Évolution de l’hypermétropie

Les enfants naissent hypermétropes, caractéristique que l’œil perd naturellement avec sa croissance qui s’achève autour de l’âge de deux ans. L’hypermétropie est ensuite fixée pour la vie. Plutôt qu’évolutive, elle est rendue plus ou moins gênante (symptomatique) selon l’âge : les années passant, on compense de moins en moins l’hypermétropie. Ainsi, les hypermétropies importantes sont invalidantes dès l’enfance. Les hypermétropies plus modérées ne posant problème qu’au début de l’âge adulte, voir à l’entrée dans la presbytie.

Hypermétropie de l’enfant

Plus l’hypermétropie se manifeste tôt, plus elle est forte. L’hypermétropie de l’enfant est un cas particulier très difficile à diagnostiquer. En effet, l’enfant dispose d’une réserve accommodative majeure, si bien qu’à l’examen, l’hypermétropie ne se révèle pas toujours et l’examen peut sembler normal, ce qui peut tromper l’examinateur. En cas de symptômes très évocateurs d’hypermétropie (difficultés de concentration, céphalées fréquentes, épisodes inconstants de flous visuels, enfant qui se rapproche pour lire), un examen plus poussé est requis : la cycloplégie.

Hypermétropie de l’adulte

En cas d’hypermétropie modérée, les symptômes ne se déclarent parfois qu’à l’adolescence ou à l’âge adulte. Un accroissement des activités de près et une réduction de la tolérance de l’hypermétropie induit des maux de tête et céphalées après du temps passé en vision de près (écrans, travail…), parfois une baisse de vision.

Hypermétropie et presbytie

Avec la presbytie, la perte quasi complète de l’accommodation rend rapidement les hypermétropies, même faibles, difficiles à compenser. La baisse de vision de près est inéluctable et souvent assez précoce, parfois dès quarante ans. Cette baisse est parfois suivie d’une diminution de la vision de loin également.

Complications de l’hypermétropie

Un œil hypermétrope est un œil de petite taille, ce qui lui confère des propriétés exposant d’avantage à certaines pathologies telles que le strabisme et l’amblyopie chez l’enfant, le  glaucome à angle étroit chez l’adulte.

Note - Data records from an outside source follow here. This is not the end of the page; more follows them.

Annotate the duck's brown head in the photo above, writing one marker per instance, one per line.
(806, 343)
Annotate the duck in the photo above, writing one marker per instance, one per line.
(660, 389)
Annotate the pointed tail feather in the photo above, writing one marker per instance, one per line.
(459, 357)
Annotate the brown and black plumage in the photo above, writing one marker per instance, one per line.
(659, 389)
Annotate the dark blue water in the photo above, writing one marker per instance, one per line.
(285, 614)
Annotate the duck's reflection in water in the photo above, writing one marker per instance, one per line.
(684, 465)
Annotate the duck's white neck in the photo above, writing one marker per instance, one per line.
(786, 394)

Complications de l’enfant : strabisme et amblyopie

  • Strabisme convergent – L’accommodation (mise au point) est associée dans l’œil humain à la convergence (loucher). C’est ce qui s’appelle le réflexe accommodation-convergence permettant une bonne synchronisation du regard en vision de près. L’hypermétropie, qui requière une accommodation constante, peut induire chez l’enfant un strabisme convergent, qui conduit à loucher vers l’intérieur.
  • Amblyopie – Si un œil est privilégié au détriment de l’autre, le strabisme sera plus important sur un œil que l’autre et aboutit au développement d’une amblyopie, autrement appelée « œil fainéant ». Cette maladie correspond au mauvais développement des aires cérébrales de la vision du côté atteint.

Dans les deux cas, une correction optique est d’abord de mise. Un cache sera en outre appliqué pour masquer le « bon » œil et stimuler l’œil fainéant en cas d’amblyopie afin de le stimuler, traitement qui doit absolument être initié avant l’âge de 6 ans. Si le strabisme régresse insuffisamment avec ce traitement, une chirurgie sera proposée, le plus souvent autour de l’âge de 6 ans.

Hypermétropie de l’enfant, quand consulter ?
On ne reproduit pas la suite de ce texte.